Setting: Outpatient Physiatry clinic and Vascular Surgery center.
Assessment/Results: Following first rib resection, the patient experienced reduced upper extremity numbness and improved sensation, though she developed a mild medial cord plexopathy identified on Electromyography (EMG). Despite this, she elected to proceed with contralateral TOS surgery due to significant pain relief. Iliac vein stenting resulted in near-complete resolution of lower extremity swelling and 80% pain reduction.

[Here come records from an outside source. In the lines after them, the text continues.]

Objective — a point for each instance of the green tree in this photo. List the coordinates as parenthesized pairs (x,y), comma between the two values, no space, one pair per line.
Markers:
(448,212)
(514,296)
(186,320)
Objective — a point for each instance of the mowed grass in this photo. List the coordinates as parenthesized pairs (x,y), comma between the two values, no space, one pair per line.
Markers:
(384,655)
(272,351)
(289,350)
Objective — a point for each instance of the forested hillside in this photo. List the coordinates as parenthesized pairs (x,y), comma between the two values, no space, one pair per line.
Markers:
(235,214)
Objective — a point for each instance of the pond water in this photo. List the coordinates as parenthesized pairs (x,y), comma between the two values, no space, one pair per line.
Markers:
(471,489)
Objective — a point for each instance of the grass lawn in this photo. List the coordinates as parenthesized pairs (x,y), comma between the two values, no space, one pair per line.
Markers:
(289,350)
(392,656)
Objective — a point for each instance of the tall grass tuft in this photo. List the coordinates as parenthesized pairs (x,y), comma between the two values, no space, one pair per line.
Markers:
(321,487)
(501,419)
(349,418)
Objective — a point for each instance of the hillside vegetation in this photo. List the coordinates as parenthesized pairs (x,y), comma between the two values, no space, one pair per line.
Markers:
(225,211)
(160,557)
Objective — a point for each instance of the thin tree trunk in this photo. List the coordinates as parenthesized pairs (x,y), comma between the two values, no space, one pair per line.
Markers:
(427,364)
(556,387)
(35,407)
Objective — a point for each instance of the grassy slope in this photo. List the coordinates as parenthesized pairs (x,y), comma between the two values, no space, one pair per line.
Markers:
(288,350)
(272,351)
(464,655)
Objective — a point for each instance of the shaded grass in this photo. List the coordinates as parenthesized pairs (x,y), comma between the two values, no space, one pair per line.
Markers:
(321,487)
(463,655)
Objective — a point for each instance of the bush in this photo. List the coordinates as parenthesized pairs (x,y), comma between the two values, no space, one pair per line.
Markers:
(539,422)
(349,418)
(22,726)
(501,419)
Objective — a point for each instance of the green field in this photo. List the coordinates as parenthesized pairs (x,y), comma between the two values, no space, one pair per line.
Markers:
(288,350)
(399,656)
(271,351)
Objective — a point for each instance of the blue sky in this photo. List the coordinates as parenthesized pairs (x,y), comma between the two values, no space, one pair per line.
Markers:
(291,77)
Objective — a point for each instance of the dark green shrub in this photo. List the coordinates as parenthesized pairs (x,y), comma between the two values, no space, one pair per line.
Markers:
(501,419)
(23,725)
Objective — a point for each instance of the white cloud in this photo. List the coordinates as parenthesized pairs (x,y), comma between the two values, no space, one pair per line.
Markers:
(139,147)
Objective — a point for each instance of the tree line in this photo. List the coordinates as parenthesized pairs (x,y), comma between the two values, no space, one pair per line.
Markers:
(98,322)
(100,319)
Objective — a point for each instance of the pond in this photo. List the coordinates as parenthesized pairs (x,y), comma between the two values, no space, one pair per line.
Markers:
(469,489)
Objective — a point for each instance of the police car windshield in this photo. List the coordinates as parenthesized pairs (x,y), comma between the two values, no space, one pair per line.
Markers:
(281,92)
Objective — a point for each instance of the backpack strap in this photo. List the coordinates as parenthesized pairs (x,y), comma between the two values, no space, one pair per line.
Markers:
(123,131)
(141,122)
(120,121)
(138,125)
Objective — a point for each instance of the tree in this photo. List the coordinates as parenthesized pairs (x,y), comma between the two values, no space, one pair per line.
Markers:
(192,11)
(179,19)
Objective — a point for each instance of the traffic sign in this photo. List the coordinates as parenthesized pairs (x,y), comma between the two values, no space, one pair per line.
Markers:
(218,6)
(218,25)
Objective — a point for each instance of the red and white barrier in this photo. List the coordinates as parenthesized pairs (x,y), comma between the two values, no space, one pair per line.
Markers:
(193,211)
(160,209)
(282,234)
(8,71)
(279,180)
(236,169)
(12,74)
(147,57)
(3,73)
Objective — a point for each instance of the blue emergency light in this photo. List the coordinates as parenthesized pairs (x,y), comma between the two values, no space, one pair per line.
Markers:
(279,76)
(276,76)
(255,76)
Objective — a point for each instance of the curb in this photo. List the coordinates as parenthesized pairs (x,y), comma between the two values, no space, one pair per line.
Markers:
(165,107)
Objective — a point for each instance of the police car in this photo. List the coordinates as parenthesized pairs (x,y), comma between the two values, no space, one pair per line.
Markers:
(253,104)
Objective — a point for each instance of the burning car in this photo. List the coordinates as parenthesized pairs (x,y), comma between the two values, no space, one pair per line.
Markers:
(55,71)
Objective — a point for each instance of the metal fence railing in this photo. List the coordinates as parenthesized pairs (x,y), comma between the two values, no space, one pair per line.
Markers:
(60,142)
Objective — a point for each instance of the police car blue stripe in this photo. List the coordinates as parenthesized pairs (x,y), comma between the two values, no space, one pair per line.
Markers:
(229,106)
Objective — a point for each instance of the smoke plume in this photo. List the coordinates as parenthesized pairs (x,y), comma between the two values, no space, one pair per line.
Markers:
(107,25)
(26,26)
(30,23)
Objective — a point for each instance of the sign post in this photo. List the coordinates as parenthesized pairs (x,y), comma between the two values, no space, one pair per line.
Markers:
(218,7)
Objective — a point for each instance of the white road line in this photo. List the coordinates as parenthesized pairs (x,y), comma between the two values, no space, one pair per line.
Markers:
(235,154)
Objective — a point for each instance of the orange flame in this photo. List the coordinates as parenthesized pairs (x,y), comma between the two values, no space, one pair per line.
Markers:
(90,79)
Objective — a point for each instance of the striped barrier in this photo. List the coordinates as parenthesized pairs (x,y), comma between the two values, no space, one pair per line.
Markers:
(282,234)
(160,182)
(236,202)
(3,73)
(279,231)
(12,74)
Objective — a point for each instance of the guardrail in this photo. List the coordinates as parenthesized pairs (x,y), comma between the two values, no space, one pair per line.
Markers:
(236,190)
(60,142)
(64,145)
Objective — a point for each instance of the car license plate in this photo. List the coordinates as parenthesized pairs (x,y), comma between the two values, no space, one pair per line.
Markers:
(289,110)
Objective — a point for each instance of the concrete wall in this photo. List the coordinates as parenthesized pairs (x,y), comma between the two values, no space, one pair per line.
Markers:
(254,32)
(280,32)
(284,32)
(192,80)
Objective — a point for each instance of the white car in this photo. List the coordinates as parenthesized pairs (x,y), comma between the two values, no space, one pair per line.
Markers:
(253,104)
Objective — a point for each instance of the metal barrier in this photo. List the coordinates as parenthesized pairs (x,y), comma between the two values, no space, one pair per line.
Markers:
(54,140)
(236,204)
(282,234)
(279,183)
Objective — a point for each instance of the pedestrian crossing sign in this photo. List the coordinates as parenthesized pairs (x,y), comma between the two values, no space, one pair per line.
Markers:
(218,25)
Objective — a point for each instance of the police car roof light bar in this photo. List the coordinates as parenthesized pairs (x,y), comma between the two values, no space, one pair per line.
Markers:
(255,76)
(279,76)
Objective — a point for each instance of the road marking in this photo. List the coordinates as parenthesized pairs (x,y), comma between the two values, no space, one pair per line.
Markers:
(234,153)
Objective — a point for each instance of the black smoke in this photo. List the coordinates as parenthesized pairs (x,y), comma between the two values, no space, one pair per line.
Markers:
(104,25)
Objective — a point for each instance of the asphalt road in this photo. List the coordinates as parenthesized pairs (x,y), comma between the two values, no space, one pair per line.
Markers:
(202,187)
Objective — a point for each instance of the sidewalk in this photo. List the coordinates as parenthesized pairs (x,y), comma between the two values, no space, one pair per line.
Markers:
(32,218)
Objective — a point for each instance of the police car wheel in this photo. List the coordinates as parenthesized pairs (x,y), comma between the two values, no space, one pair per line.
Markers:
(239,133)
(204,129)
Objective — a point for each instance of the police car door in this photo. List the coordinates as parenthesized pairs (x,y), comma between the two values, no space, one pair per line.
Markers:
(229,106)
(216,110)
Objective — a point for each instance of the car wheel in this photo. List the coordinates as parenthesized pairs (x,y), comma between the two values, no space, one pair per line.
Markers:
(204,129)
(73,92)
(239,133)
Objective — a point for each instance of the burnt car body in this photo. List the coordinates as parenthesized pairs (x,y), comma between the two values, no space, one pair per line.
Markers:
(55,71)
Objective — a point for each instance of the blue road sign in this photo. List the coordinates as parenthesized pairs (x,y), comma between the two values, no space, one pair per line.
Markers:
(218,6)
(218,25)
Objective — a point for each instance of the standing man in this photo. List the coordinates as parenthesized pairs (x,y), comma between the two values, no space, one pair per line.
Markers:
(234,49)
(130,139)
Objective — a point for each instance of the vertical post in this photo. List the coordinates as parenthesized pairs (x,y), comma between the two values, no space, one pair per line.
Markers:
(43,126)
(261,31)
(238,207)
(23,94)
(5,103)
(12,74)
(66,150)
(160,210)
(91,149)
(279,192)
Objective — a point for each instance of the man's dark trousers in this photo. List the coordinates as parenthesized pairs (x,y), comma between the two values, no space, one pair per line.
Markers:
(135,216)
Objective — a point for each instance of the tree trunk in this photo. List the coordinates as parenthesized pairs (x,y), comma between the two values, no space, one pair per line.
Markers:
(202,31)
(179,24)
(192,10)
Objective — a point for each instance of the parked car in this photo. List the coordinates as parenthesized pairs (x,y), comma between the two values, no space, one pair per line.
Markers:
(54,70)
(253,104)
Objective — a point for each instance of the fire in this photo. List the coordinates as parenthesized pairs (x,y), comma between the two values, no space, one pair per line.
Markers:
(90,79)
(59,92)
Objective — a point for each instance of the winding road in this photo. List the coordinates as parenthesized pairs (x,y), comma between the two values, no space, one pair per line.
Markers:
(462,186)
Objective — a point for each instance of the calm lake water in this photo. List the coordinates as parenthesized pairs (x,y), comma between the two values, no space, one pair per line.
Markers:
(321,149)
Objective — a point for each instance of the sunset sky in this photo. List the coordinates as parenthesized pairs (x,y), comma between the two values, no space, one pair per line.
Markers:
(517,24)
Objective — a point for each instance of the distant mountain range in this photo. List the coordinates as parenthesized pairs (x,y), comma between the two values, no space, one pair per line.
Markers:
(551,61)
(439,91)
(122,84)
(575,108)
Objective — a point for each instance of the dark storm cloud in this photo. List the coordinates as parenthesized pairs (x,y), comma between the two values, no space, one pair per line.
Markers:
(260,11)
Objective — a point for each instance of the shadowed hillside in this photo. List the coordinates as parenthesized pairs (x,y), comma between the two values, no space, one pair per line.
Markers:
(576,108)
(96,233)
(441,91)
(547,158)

Discussion (relevance): This case illustrates the complex interplay of vascular, neurological, and musculoskeletal dysfunction in vEDS, where structural fragility predisposes patients to neurovascular compression syndromes. The use of ultrasound-guided scalene blocks was pivotal, not only confirming TOS but also predicting surgical success. Given the high procedural risks in vEDS, targeted diagnostics are critical to minimizing complications and optimizing outcomes. Similarly, iliac vein stenting for MTS proved effective, reinforcing the need to recognize vascular compression syndromes in connective tissue disorders. A multidisciplinary approach integrating physiatry, vascular surgery, and rehabilitation medicine was essential for achieving functional improvement and symptom relief.
Conclusions: Comprehensive evaluation and a multimodal approach, including targeted diagnostic blocks, surgical decompression, and endovascular intervention, can optimize function and quality of life in patients with vEDS and associated neurovascular syndromes.